Overview/Main Points
- Poor performance: Deterministic fragment loss can occur
when specific frag(s)
always lost, e.g. some router can't handle back-to-back
consecutive packets. Eventually causes livelock.
- Efficient Reassembly difficult: no way to tell at IP layer how
many other fragments follow, or length of entire dgram. If total
size too large to fit in buffers, you lose.
- Avoiding fragmentation:
- Always send small datagrams. How small?
- Guess path MTU "using a heuristic" (e.g. always send
minimum-size if going through a gateway; breaks for proxy-ARP)
- Discover path MTU (authors propose a protocol)
- guess/discover MTU and backtrack if wrong: many roundtrips
may pass before progress is made.
- What if packet routing is nondeterministic, or multiple
routes exist to destination?
- Path MTU's must be maintained per connection, to allow
applications to choose among multiple routes (when available) for
different traffic types, etc.

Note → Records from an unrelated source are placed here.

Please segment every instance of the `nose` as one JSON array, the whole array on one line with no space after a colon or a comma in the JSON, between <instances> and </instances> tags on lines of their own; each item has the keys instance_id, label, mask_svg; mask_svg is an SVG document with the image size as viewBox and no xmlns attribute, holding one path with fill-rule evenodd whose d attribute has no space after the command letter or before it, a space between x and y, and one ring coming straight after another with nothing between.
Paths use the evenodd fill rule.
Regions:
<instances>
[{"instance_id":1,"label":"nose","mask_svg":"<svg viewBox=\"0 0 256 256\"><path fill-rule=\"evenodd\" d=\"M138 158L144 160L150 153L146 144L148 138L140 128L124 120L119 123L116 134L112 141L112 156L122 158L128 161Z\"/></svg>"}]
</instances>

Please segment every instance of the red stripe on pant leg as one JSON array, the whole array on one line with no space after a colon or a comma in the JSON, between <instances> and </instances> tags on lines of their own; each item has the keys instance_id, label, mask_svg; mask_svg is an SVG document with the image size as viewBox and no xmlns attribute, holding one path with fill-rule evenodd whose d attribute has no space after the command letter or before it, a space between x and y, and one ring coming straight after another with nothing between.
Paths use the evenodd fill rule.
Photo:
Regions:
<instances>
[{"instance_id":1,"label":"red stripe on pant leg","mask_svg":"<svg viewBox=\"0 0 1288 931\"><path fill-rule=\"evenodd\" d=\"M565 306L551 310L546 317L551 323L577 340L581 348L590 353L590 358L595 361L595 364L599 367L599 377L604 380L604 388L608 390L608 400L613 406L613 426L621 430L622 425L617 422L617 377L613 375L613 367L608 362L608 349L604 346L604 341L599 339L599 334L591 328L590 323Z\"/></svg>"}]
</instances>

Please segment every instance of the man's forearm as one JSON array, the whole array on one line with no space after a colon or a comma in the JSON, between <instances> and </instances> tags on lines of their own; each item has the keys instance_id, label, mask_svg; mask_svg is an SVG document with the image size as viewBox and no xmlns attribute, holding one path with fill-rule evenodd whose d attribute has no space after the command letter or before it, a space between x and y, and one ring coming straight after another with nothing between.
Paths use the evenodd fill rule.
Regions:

Since many (most?) networks are
subnetted, knowing the MTU of some host doesn't necessarily tel
you MTU of other hosts on same network.
- Authors propose a probe mechanism to discover various quantities
that can be used to modify network-layer behaviors: bottleneck
bandwidth and delay, longest queue length, error rate, hop
count. They believe that future networks should be designed so
that this info can be captured for every packet.
- IP implementation things that could help:
- Proper use of "time exceeded" ICMP message could be set to
indicate that reassembly timer expired (some fragments
didn't arrive, etc.) Few IP implementations know how to
handle this.
- "Fragmentation warning" ICMP message could be sent to
originating host if router fragments a packet. Danger: unless
source host receives the message and acts on it,
fragmentation will continue and much bandwidth will be
wasted. (In general, this seems like a bad idea for a
best-effort network.)
- Use of transparent fragmentation at a lower layer: authors
suggest this because deterministic frag loss unlikely, and
fragmented packets will be transparently "reassembled" as they
leave some router, allowing more efficient use of larger MTU's
downstream. To me this seems a patent violation of e2e.
- Some protocols, e.g. NFS, do intentional fragmentation. Authors
denounce as a bad idea, and I agree.
- Summary recommendations not requiring protocol changes:
- Restrict dgrams to 576 bytes if going through a GW.
(Seems naive to me, given how many packets go through at
least one GW even on "local" networks)
- Transparent fragmentation (I think violating e2e this way
is asking for trouble)
Relevance
Fragmentation is not as "transparent" as IP layer would have you believe.
Flaws
- How many of the arguments against are a result of a poor choice
of implementation of fragmentation in IP, as opposed to
the concept of
fragmentation? (e.g. what if all frags contained
total dgram length?)
- IMHO, collecting (via probes) the info as authors suggest, and
using it to regulate behavior at the network layer, doesn't seem
compellingly useful and seems to violate the end-to-end argument
(and to collect on every packet, as authors suggest, requires
router cycles and endpoint state that are not obviously worth
allocating).
- In general, the "band-aids" suggested seem fraught with peril,
and authors haven't argued that the "harm" (and frequency!) of
fragmentation is sufficient to merit these risky tactics.